Le maire, qui ne se possédait pas de curiosité, jura qu'il serait muet comme un poisson.
Num_riser0006Alors, l'entraînant à l'écart, le maître de l'âne parlant lui fit une courte confidence.
Le maire se mit à rire de bon coeur ; ce que voyant, de loin, les bons villageois de Belleville se dirent les uns aux autres :
"Décidément il n'y a pas de danger à recevoir ce brave homme dans nos murs ; nous assisterons à la représentation. Du moment que notre maire est mis en gaîté, cela promet d'être amusant."
La nouvelle du spectacle, laquelle avait déjà fait le tour du bourg, courut jusque dans la campagne avoisinante, et, à part de trop petits enfants et quelques vieillards qui se souciaient peu d'aller voir un âne savant, tout le monde se promit d'y aller assister.
Une bruyante fanfare appela les Bellevillois à la représentation, dès l'heure dit ; cette fanfare, c'était la chanson de maître Aliboron, qui savait braire aussi bien que parler.
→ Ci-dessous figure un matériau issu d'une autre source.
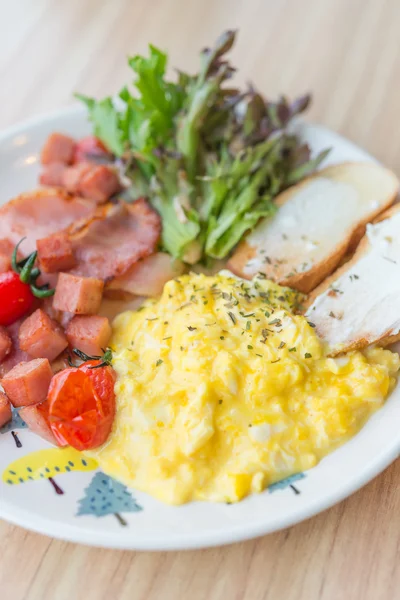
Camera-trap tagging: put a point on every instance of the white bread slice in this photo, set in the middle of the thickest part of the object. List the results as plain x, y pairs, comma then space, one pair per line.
359, 304
318, 221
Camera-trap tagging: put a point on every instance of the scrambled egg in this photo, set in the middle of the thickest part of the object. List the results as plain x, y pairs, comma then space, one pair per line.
222, 390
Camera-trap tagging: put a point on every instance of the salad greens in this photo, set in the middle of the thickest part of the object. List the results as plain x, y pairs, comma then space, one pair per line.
210, 158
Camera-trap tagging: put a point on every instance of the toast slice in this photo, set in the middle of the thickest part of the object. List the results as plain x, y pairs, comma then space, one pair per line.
359, 304
318, 222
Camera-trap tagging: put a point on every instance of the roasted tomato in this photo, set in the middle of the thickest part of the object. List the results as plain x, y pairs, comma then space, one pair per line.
90, 149
18, 288
82, 405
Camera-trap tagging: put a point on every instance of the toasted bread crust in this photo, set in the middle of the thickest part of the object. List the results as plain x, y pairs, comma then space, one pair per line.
308, 280
387, 337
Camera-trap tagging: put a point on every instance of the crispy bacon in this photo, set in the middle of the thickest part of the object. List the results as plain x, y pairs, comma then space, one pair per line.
147, 277
109, 247
40, 213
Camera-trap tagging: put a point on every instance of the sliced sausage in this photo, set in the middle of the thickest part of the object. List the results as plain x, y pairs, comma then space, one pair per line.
37, 419
5, 409
16, 355
78, 295
52, 174
89, 333
42, 337
28, 382
5, 343
99, 184
58, 148
55, 253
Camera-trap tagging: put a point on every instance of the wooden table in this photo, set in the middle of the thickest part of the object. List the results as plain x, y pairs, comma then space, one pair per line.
347, 53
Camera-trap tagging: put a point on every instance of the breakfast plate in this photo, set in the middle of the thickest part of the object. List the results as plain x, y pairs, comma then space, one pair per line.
77, 502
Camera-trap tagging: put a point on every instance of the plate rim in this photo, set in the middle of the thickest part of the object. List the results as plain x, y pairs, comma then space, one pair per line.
186, 540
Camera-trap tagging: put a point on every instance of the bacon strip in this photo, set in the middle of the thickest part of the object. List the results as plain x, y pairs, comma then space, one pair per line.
40, 213
109, 247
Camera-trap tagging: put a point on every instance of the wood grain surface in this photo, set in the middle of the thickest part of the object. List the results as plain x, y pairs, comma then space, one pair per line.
347, 53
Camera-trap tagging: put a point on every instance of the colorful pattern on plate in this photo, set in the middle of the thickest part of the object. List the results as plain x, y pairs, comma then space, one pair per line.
285, 483
106, 496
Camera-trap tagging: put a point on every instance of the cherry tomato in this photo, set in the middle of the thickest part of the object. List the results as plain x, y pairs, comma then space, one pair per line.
82, 405
16, 298
88, 147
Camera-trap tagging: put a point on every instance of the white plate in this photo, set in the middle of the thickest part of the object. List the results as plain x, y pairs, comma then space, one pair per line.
36, 506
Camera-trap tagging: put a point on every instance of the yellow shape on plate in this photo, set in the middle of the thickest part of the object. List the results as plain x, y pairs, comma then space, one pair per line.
47, 463
222, 390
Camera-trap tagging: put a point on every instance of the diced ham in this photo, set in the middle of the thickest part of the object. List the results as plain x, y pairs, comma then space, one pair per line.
5, 409
109, 247
52, 174
58, 148
28, 382
16, 355
36, 215
72, 177
42, 337
90, 148
5, 343
36, 417
99, 183
55, 253
90, 334
147, 277
78, 295
96, 182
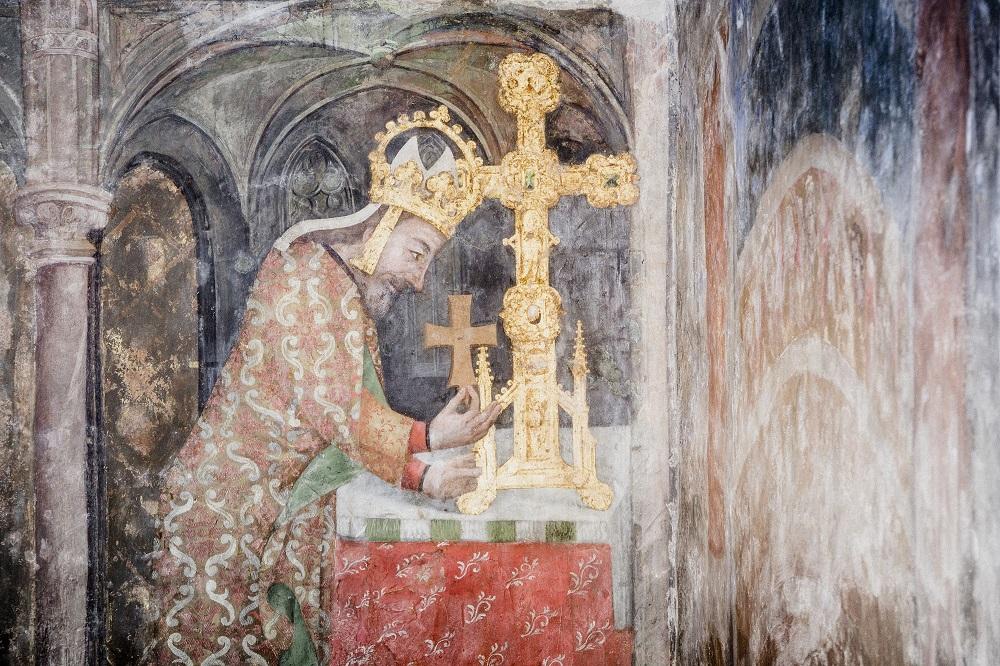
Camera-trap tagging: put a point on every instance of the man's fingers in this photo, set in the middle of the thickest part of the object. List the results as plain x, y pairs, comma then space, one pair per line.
473, 399
464, 460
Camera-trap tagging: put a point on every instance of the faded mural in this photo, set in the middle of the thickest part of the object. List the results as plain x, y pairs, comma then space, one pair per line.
549, 333
825, 498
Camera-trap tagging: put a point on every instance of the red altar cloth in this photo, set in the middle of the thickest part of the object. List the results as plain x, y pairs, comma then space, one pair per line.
484, 604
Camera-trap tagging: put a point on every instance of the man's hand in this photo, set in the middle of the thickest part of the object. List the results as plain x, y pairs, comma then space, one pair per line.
460, 422
450, 478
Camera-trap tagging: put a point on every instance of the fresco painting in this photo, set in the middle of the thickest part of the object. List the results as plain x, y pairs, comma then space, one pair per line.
552, 332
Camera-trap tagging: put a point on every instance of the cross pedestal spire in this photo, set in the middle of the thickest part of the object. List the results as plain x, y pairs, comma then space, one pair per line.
530, 180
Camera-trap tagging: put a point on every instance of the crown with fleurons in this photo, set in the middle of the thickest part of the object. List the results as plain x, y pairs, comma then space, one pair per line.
442, 195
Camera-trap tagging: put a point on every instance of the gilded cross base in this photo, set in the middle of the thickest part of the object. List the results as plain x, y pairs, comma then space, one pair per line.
530, 181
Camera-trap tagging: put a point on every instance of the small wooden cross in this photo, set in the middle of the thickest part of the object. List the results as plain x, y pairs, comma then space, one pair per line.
461, 336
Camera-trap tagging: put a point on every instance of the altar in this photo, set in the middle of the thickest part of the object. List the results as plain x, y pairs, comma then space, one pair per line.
549, 576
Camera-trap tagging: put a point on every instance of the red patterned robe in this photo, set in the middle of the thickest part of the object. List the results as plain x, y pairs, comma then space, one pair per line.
248, 509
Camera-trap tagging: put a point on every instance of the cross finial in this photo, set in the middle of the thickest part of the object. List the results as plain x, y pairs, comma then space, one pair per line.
461, 336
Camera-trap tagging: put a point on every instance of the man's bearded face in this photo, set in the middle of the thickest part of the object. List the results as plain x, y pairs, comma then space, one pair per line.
403, 264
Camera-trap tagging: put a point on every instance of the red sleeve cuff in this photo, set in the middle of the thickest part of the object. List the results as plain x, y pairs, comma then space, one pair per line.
418, 437
413, 474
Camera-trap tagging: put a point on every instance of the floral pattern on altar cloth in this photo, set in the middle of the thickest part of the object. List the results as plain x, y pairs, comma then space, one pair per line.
483, 604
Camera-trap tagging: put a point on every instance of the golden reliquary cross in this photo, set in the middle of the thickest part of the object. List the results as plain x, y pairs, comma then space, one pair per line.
461, 336
530, 180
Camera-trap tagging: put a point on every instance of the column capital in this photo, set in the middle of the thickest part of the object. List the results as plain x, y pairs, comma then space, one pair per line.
72, 42
62, 216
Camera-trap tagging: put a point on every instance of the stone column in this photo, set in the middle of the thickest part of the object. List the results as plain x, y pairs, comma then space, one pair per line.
63, 206
652, 59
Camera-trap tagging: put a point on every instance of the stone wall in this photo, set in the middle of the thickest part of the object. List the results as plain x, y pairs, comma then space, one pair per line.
832, 494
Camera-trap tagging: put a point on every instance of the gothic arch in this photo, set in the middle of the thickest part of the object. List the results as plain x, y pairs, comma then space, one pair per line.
153, 375
317, 183
208, 350
821, 368
179, 55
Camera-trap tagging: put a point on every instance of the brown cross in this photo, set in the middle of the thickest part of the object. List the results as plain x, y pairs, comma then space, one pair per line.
461, 336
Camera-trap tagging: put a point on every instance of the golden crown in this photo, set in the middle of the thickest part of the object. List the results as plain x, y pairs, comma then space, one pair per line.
443, 199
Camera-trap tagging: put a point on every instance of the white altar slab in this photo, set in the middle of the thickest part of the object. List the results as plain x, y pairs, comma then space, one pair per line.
369, 508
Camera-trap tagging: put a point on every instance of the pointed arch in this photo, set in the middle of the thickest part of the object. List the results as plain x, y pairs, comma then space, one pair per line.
316, 183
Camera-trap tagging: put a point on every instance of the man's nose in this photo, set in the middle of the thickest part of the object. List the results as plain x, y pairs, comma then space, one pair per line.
417, 279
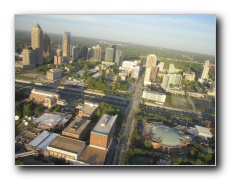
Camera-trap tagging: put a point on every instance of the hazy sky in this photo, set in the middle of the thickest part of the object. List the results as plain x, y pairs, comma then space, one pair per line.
194, 33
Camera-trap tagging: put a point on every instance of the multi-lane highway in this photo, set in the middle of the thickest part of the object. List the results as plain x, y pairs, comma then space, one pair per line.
123, 144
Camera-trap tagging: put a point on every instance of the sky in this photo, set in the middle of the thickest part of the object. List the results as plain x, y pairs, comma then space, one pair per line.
193, 33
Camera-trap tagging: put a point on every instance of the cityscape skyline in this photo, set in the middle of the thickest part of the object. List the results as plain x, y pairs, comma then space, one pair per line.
192, 33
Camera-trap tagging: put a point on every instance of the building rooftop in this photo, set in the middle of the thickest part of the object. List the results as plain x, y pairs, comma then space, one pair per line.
43, 140
203, 130
67, 144
77, 126
104, 124
49, 119
88, 109
93, 155
44, 93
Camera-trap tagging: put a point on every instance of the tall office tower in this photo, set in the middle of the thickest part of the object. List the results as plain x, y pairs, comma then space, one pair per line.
58, 52
90, 53
154, 71
75, 52
166, 81
161, 66
84, 52
118, 59
114, 51
205, 70
66, 40
171, 68
176, 79
46, 45
147, 80
151, 60
109, 54
37, 43
97, 53
28, 57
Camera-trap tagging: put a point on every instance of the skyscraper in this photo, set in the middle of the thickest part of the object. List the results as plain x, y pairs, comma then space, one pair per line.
171, 68
109, 54
28, 58
46, 45
66, 40
147, 80
37, 43
161, 66
118, 58
114, 51
205, 70
97, 53
151, 60
154, 71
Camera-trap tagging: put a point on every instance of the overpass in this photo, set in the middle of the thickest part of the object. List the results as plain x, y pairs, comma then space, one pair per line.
29, 153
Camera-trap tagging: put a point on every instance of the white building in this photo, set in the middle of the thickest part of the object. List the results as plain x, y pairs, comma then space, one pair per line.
147, 80
171, 68
161, 66
171, 79
205, 70
151, 60
154, 96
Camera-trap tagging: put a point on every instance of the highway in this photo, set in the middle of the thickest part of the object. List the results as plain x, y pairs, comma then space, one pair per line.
127, 130
72, 94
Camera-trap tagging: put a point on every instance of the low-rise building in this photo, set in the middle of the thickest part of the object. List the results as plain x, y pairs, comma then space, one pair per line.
202, 131
154, 96
41, 142
87, 110
77, 129
48, 99
93, 155
49, 121
102, 134
65, 148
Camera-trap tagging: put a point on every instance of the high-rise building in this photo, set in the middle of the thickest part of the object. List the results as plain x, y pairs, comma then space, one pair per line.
37, 43
97, 53
205, 70
171, 68
151, 60
46, 45
90, 53
161, 66
109, 54
66, 40
84, 52
154, 71
114, 52
28, 57
75, 52
118, 59
102, 134
57, 60
147, 80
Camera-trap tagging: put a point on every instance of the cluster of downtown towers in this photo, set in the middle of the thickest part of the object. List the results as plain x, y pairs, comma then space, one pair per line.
40, 48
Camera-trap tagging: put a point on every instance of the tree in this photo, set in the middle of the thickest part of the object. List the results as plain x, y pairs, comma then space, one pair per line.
86, 67
208, 157
148, 144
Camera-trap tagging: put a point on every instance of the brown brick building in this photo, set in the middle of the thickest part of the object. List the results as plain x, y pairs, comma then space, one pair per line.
77, 129
102, 134
48, 99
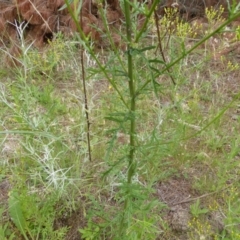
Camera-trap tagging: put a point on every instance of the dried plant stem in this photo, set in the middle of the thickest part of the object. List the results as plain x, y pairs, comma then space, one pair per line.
85, 100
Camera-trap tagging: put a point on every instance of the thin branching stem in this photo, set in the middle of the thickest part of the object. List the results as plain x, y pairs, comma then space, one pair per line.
186, 53
160, 45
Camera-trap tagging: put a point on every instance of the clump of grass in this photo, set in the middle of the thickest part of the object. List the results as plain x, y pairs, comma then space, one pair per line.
144, 129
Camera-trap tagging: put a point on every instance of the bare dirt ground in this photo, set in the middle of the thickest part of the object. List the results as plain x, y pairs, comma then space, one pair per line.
177, 192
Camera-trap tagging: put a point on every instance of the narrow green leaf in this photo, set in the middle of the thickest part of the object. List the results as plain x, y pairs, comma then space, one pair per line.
15, 212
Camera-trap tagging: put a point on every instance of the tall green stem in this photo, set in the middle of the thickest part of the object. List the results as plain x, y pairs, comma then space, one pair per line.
131, 89
131, 85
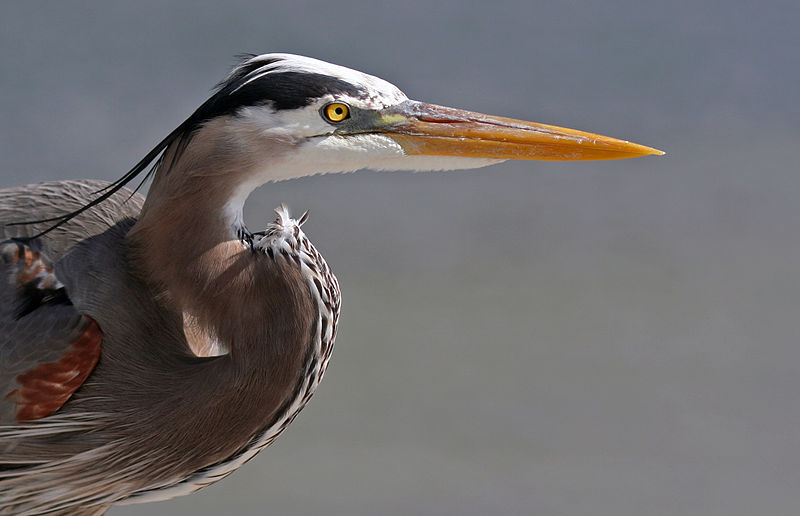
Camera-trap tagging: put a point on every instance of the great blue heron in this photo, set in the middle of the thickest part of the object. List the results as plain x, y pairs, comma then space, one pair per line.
150, 347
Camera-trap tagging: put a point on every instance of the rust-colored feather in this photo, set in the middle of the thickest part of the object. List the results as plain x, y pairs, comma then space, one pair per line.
45, 388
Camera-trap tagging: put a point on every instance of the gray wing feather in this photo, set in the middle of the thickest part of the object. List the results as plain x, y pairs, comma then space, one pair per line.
38, 323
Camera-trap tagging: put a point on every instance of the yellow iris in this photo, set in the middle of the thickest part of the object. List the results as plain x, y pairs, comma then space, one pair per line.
336, 111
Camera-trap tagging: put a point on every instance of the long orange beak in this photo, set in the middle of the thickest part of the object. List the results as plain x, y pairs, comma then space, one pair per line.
442, 131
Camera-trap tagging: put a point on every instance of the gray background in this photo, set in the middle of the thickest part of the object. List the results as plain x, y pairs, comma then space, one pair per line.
615, 338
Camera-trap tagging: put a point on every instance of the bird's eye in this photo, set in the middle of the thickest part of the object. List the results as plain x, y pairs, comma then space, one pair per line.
336, 112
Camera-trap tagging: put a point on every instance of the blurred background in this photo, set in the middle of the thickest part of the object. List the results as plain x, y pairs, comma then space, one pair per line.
609, 338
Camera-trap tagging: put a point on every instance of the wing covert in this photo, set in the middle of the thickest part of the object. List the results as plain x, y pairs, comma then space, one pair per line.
47, 348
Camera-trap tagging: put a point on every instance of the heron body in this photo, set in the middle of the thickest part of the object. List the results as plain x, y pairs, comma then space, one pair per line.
149, 347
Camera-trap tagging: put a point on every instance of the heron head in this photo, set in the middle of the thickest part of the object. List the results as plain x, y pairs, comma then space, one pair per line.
315, 117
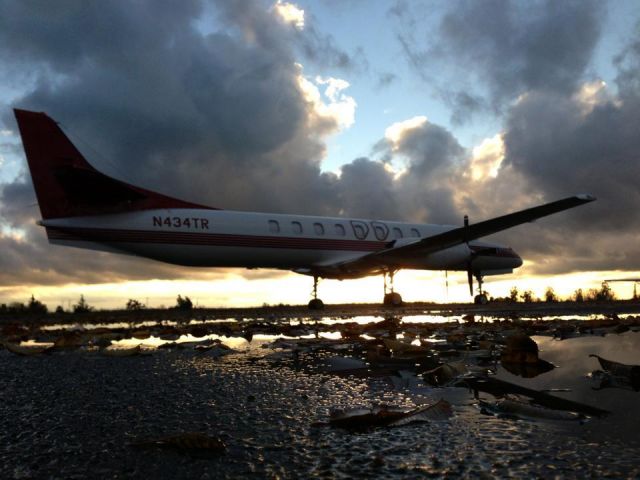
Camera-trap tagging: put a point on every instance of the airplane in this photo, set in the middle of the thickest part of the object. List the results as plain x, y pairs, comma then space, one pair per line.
82, 207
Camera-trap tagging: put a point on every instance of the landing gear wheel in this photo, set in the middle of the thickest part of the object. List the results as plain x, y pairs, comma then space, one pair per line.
480, 299
316, 304
393, 299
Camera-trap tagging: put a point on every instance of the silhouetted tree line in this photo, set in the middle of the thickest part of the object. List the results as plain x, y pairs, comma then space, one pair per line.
602, 294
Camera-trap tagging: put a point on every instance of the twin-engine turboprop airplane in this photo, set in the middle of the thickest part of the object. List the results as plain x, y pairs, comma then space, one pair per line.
84, 208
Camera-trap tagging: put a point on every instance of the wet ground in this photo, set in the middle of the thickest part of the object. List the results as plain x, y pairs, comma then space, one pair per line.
78, 413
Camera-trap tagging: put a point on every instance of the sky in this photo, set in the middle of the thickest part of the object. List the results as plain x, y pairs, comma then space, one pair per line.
401, 110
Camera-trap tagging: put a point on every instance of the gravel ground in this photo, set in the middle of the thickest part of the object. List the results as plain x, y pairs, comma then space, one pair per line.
78, 414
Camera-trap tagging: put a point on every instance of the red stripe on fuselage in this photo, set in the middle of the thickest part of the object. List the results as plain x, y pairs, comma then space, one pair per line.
109, 236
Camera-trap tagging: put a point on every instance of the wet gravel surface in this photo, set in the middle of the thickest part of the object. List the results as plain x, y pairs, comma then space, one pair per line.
77, 415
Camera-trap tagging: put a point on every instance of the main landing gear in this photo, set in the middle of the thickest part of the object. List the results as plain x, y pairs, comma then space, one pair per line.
481, 298
391, 297
315, 303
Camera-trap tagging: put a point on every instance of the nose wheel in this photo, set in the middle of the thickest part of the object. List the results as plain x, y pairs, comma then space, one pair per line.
481, 298
315, 303
391, 297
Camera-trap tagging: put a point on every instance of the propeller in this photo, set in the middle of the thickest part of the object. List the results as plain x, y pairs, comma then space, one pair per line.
469, 267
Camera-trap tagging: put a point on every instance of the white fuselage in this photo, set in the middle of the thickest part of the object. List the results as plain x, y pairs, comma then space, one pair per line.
223, 238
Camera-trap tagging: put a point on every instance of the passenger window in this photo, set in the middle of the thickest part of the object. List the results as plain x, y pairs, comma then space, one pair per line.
360, 229
380, 230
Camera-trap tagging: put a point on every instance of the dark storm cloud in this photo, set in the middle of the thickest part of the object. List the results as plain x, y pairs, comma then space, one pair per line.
216, 118
366, 189
219, 118
506, 47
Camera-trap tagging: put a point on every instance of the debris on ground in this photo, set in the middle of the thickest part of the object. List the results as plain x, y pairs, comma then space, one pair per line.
520, 357
362, 418
616, 374
514, 408
501, 388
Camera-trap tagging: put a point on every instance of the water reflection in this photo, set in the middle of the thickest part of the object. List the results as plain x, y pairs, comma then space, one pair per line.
571, 380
On se pressa sur les gradins dressés à la hâte, on s'étouffa preque ; on brûlait d'entendre l'âne merveilleux tenir encore des discours.
Il en tint, mais il ne se borna pas là : son maître lui fit faire mille toures plus étonnants les uns que les autres.
On applaudissait, on criait, on trépignait.
Tout à coup, la grosse voix de l'animal prodigieux s'éleva de nouveau, et, d'un accent ému :
"Merci, mes amis, merci, dit l'âne. Je me souviendrai de Belleville-sur-Saône, charmante petite ville où j'ai reçu le meilleur des accueils. Vous êtes tous des gens intelligents."
Vous devinez qu'on faillit porter en triomphe maître Aliboron et son propriétaire.
Mais tous deux avaient besoin de repos ; ils firent un dîner succulent, l'un à l'écurie, l'autre à l'hôtel de l'Ange Couronné ; et, le lendemain, ils partirent la poche bien garnie, celle de l'homme du moins, prêts à recommencer leurs tours à la station suivante.
Ce n'est seulement qu'après le départ des "artistes" que M. le maire divulgua le mystère : l'homme était un habile ventriloque, tout simplement, qui savait donner l'illusion que son âne parlait.
Mais, comme vous, certainement, déjà les gens de Belleville avaient deviné. Et l'on rit encore, dans le pays, de la naïveté de ceux qui s'y étaient laissé prendre.